Depuis l’adoption de la Directive du 16 décembre 1996 3 et de sa Directive d’exécution du 15 mai 2014 4, les travaux de l’Union Européenne (UE) poursuivent toujours le même objectif en matière de détachement : établir un juste équilibre entre d’une part, la nécessité de promouvoir la libre prestation des services et d’assurer des conditions de concurrence équitables entre les entreprises, et d’autre part, la nécessité de protéger les droits des travailleurs détachés. 

Afin de continuer à lutter contre les pratiques de dumping social et de concurrence déloyale, l’UE a adopté le 28 juin 2018 une troisième directive relative au détachement imposant de nouvelles obligations aux Etats membres, visant à renforcer la protection des salariés détachés et à leur garantir de meilleurs droits sociaux. 

C’est dans ce contexte que la Loi du 15 décembre 2020 instaure les principales nouveautés suivantes : 

Elargissement des dispositions impératives 5 à respecter : les entreprises dont le siège est établi hors du Luxembourg et qui détachent des salariés au Luxembourg dans le cadre d’une prestation de services transnationale doivent garantir aux salariés détachés les dispositions d’ordre public social applicables au Luxembourg 6, parmi lesquelles figurent désormais : 

Les conditions d’hébergement du salarié lorsque l’employeur met à disposition un logement au salarié éloigné de son lieu de travail habituel. La Loi précise à ce titre ces conditions d’hébergement ainsi que les obligations de l’employeur, du maître d’ouvrage et du donneur d’ordre, aux articles L. 291-1 à L. 291-5 nouveaux du Code du travail. 

Notamment, le maître d’ouvrage ou le donneur d’ordre qui contracte avec un prestataire de services, lorsqu’il est informé par écrit de l’Inspection du Travail et des Mines (ITM) que les conditions légales d’hébergement d’un salarié éloigné de son lieu de travail habituel ne sont pas respectées, est soumis aux mêmes obligations d’injonction et d’information que celles qui lui incombent pour toute autre infraction aux dispositions d’ordre public social 7, notamment en cas de chaîne de sous-traitance, à savoir : 

l'obligation d’enjoindre aussitôt l’employeur du salarié concerné de faire cesser l’infraction, par lettre recommandée avec accusé de réception ;

l'obligation d’informer sans délai l’ITM en cas d’absence de réponse écrite de l’employeur fautif dans le délai maximal de 15 jours. 

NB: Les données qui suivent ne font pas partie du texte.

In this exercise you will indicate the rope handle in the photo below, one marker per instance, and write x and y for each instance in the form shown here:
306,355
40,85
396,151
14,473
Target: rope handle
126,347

Le non-respect de ces obligations est passible d’une amende administrative d’un montant de 1.000 à 5.000 euros par salarié détaché, doublé en cas de récidive et limité à 50.000 euros 8

Les allocations ou les remboursements de dépenses en vue de couvrir les dépenses de voyage, de logement ou de nourriture encoures par le salarié éloigné de son domicile pour des raisons professionnelles. Ces dépenses se limitent aux frais encourus par les salariés du fait de leur détachement lorsqu’ils doivent se déplacer vers ou depuis leur lieu de travail habituel au territoire du Luxembourg ou lorsqu’ils sont temporairement envoyés par leur employeur de ce lieu de travail habituel vers un autre lieu de travail 9

Principe d’égalité de traitement en matière de rémunération : les entreprises détachantes doivent désormais garantir aux salariés détachés au Luxembourg une rémunération correspondant non seulement aux taux de salaires minima mais aussi à tous les éléments constitutifs du salaire fixés par une disposition légale, réglementaire, administrative, ou par une convention collective déclarée d’obligation générale ou par un accord en matière de dialogue social interprofessionnel déclaré d’obligation générale. 

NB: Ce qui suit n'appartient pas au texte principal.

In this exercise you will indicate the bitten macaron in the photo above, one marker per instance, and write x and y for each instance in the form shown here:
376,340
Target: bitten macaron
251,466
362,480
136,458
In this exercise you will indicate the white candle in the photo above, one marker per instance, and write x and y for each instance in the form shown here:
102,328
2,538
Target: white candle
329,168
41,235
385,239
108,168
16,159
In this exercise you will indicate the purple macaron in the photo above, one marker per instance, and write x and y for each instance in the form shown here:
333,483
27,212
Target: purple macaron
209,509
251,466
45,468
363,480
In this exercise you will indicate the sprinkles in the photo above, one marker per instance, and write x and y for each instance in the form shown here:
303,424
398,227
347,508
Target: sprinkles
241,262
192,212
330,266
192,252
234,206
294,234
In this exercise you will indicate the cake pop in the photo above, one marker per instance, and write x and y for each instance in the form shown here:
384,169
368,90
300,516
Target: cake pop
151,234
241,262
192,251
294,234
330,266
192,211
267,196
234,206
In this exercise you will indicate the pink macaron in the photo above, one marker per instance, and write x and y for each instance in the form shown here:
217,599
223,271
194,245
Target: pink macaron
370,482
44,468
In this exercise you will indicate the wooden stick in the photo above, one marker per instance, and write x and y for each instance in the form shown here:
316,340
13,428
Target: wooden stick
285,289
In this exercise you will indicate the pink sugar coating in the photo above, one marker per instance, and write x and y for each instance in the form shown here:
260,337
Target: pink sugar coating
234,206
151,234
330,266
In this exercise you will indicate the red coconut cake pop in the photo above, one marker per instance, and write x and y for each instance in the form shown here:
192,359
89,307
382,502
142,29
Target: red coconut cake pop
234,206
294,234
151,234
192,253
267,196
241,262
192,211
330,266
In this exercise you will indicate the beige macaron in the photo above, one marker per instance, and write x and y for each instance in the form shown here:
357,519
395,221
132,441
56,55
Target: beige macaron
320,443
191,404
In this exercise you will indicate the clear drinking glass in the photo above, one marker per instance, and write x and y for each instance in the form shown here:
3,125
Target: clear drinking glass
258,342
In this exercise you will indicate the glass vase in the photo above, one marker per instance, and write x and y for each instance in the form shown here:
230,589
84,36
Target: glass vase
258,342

Renforcement des règles en cas de détachement par une entreprise de travail intérimaire : le régime légal du détachement applicable aux entreprises de travail intérimaire s’applique désormais également aux entreprises de travail intérimaire et aux entreprises qui mettent à disposition des salariés dans le cadre d’un prêt temporaire de main-d’œuvre, établies à l’étranger, qui détachent des salariés au Luxembourg pour les besoins d’une entreprise utilisatrice établie hors du Luxembourg. 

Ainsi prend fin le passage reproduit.